This is from a recent article on mcmanweb, which in turn is based on three pieces I did for HealthCentral's BipolarConnect. At the moment, I am back in my element of restorative splendid isolation following a Saturday of being on conspicuous public display during our NAMI San Diego Walk.
The NAMI San Diego Walk video I posted a couple of days ago lends the impression that I'm an extravert who thrives amongst people. Wrong! It's very complicated, but chances are a lot of this applies to you, as well. Let's get crackin' ...
In a post from last year, I reported that most of us with mood disorders are introverts rather than extraverts, which brings on a dangerous tendency to isolate. This in turn makes us sitting ducks for depression.

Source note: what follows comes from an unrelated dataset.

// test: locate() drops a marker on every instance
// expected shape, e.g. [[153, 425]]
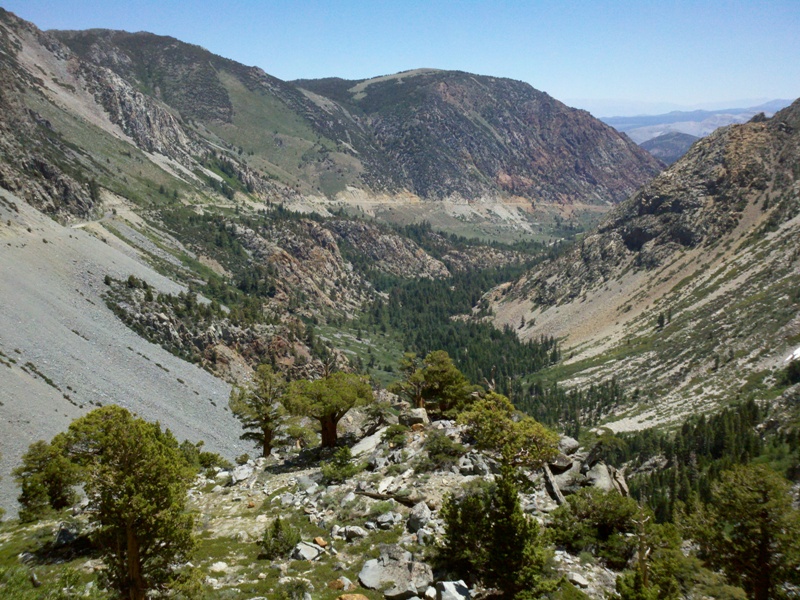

I am a card-carrying introvert. I can testify to this. But neither introversion nor extraversion is all good or all bad, though not everybody sees it that way. "What's concerning me," commented one of my readers, "Jane", on HealthCentral's BipolarConnect, "is that the pdocs of the world have decided we need to be a nation of Rotarians."
Nothing against Rotarians, but you get the picture. Give me a nice quiet cave on a mountain top in the most remote region of Tibet for the next ten years, any day of the week. But eventually, I must return to a world of Rotarians. I may be a one-man majority in my personal cave, but out in the real world three out of four individuals on this planet are extraverts.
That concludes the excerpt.